Sometimes those recollections are concrete with actions taken by a young nurse (Tilda Swinton) and her soldier beau (Nathaniel Parker‘s Owen) playing out with a sense of naturalism. And other times they’re abstract moving paintings of fire or water, archival footage of war mixed with fantastical, dark displays of raw psychological anguish. The whole may begin with an old soldier (Laurence Olivier in his final role) caught in reverie, but what follows can either be an account of his specific life or one of universal life where his survivor’s inability to forget simply serves as our entry point. After all, Swinton is his nurse before the nurse of the past. She’s by his side first, screaming over Owen’s dead body next, and finally an angel of death/rebirth herself.

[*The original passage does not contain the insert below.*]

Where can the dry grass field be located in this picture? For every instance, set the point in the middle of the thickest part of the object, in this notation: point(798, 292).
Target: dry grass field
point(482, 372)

Joy is replaced by futility and then the reverse and back again. We see the bright sky of calm replaced by bombs of chaos, the serenity of a lifeless corpse against the animated shrieks of pain above it. There’s a simple life between man and wife before war tears them apart and then the regimented and safe process of training to steel one’s self to forthcoming violence. We watch Swinton’s nurse comfort fallen men and those men strewn in piles for others to pick clean. And we see the internal war of fear, humanity, and regret when an enemy puts down his rifle to briefly remember what it’s like to have fun before getting killed for his trouble. The meeting of two strangers can never be innocent again.

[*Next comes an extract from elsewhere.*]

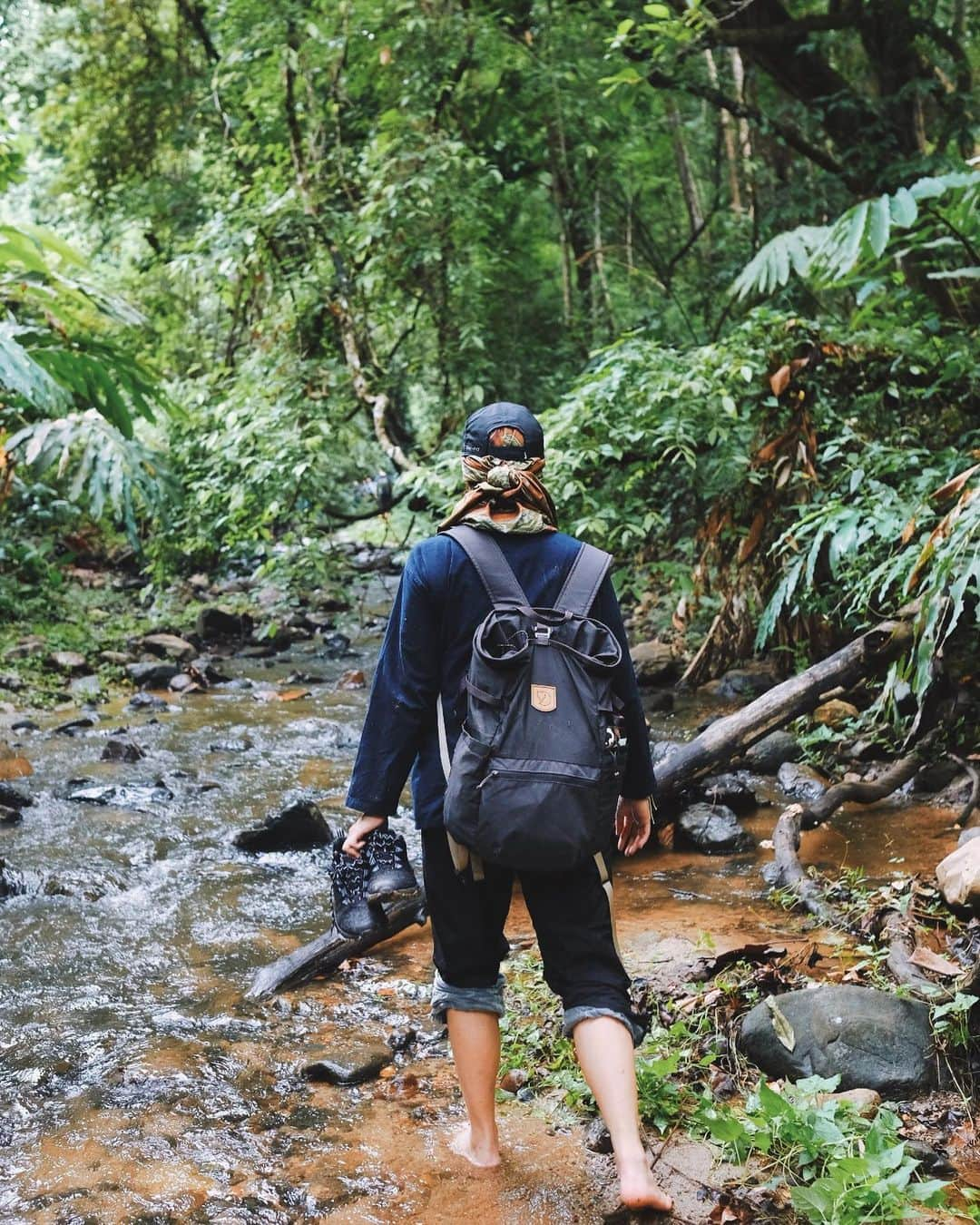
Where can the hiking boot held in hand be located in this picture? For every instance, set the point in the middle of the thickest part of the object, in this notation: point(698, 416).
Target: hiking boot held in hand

Jarman includes a ton of motifs from a flickering candle extinguishing to move the story forward, a muddy bugle horn signifying the loss of its owner, and religious overtones from crowns of thorns to rows of crucifixes. It’s a visual poem to match the melody of Britten and the inspiration of Owen, the beats moving from reenactment to real life as the nightmare becomes too much to endure. We see Parker walking alone through a dark tunnel with candle in hand, Swinton covered in blood, Owen Teale dead and then alive to carry the body of the man responsible for his death, and Sean Bean as a German soldier coming to grips with the hopelessness of his fight. And newsreel montages force us to see the carnage firsthand.

It’s not the easiest film to experience from its lack of dialogue to its experimental construction. The adaptation of Owen’s poetry without words makes it difficult to parse what’s connected and what’s not—if anything at all—for someone unfamiliar with the work like me. But even if I couldn’t tell whether actors were playing multiple characters or if anything onscreen occurred outside of their evenings of restless slumber, you cannot escape the feeling of torment the imagery supplies. This is war as seen through the eyes of the dead; an unyielding battle that will ultimately take the soul of everyone involved whether they are alive at the end or not. It depicts a time when soldiers personally witnessed the cost of victory, a time we’ve left behind.